This week for Flora and Fauna Friday we have the aerial ace roosting in your rafter space, the Barn Swallow (Hirundo rustica).
The Barn Swallow is a cosmopolitan bird species, being found across the temperate regions of the world. They join us here in the southeast for our spring but head down to the southern hemisphere as the days get shorter. They live their lives riding the wake of spring, in a loop of infinite summer they daydream of Icarus, circuiting half the globe to chase the sun.
The Barn Swallow is an unmistakable bird, by both color and shape. Their back is a deep and shimmering iridescent indigo. A barely detectable black mask surrounds their eyes, contrasted by a forehead and throat of rich rust-red that stains downward to their ruddy breast and belly. Their bill is small and their legs smaller, both ill-equipped for a life foraging along the ground. Barn Swallows have higher ambitions, skyward eyes. Their wings are long and pointed and their tail long and forked, the eponymous “swallowtail” shape.
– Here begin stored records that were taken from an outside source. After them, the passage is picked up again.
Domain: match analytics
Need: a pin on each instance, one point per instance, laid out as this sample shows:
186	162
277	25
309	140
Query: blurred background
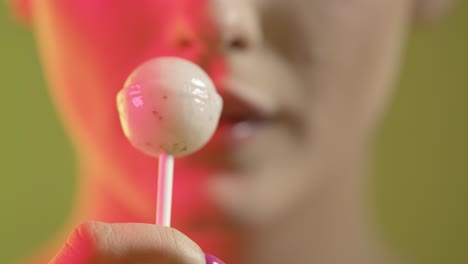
420	168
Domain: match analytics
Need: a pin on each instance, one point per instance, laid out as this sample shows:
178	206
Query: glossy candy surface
169	105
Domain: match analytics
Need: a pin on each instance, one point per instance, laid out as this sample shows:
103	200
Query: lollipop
168	107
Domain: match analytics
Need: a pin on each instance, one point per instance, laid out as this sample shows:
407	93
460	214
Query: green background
421	166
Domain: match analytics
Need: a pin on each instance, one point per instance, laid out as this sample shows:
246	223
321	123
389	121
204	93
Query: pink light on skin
88	50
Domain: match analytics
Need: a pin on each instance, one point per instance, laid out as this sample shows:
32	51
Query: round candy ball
169	105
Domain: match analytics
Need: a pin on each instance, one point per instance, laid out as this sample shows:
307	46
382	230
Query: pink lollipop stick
164	195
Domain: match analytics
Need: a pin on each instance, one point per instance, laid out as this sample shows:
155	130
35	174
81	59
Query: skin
292	190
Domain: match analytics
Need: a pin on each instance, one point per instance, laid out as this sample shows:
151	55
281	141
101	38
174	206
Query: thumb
100	243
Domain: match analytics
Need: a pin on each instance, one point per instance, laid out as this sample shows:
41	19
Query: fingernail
210	259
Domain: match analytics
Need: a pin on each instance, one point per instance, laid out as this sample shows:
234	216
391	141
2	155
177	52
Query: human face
303	83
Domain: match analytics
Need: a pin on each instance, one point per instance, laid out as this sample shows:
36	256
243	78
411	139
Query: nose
238	24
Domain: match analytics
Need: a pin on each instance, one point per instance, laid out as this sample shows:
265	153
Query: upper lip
238	108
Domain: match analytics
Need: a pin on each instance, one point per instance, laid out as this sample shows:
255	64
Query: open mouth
240	121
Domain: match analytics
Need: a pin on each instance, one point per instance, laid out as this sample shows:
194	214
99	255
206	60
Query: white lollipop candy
168	107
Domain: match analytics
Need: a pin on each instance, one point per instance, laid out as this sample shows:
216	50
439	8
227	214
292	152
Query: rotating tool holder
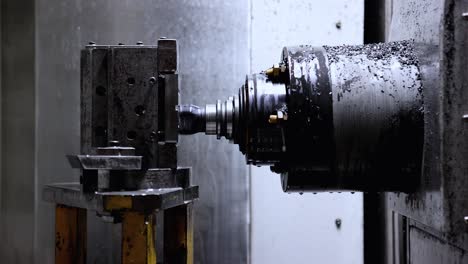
128	157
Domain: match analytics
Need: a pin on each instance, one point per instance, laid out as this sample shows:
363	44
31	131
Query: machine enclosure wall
364	109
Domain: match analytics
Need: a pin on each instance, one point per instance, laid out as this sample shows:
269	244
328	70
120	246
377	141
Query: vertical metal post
138	238
70	235
178	235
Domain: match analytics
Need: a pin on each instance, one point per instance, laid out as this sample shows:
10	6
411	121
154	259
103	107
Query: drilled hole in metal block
131	81
140	110
100	131
101	90
131	135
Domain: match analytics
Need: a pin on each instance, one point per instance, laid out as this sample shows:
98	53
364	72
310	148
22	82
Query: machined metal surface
329	118
145	200
433	229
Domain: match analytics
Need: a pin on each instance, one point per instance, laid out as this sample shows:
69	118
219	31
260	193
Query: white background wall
293	228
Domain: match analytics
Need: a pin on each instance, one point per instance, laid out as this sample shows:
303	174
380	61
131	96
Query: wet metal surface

These long and pointed wings allow for high speed flight and that forked tail serves as a rudder for aerial agility. All this is needed, as Barn Swallows hunt on the wing.
Like all our swallows, Barn Swallows are “hawkers”, they catch flying insects for food. Swallows spend their days searching for listless insects flying upward on thermals. Screaming through the screaming Barn Swallows fly with unmatched precision as they hone in on prey. Then, mouth agape, they gulp down bugs, beetles, moths, dragonflies, and all manner of unlucky insects midair. They even drink on the wing, skimming the water’s surface to siphon a sip. They only land to rest and to nest.
Barn Swallows get their common name from their preferred nesting habitat, barns! Well, really any open air human structure with a roof will do. Much like their cousin the Purple Martin, Barn Swallows have discovered the marvel of human engineering and the convenience of free rent from squatting in someone else’s house. Barn Swallows prefer to nest under bridges and piers or in hay lofts and pole barns. Anywhere with a dry roof overhead, air flow underneath, and a path for quick entrances and exits will suffice. In nature, this would have been caves and cliffs. But here on Edisto, and in much of the Lowcountry, we don’t have any rocks nor elevation to speak of. So the floor joists under elevated houses have become an enticing nursery for any Barn Swallow couple out house hunting. The closer that structure is to fields, ponds, and creeks, then the more ready access Barn Swallows have to food and water and thus the more attractive the nest site. Barn Swallows build their nest like adobe, wet mud held together with dried grass, laid one beak-full at a time to form a cup stuck to the side of a wall or beam. Here they’ll lay their eggs and often raise a clutch of four or five chicks at a time. Like most squatters raising five kids, Barn Swallows tend to make a mess of the place and leave behind a great quantity of guano. But they do pay back a little for their inconvenience. Barn Swallows, just like Purple Martins, help with pest control, feasting on agricultural pests and blood sucking insects wherever they stake their claim.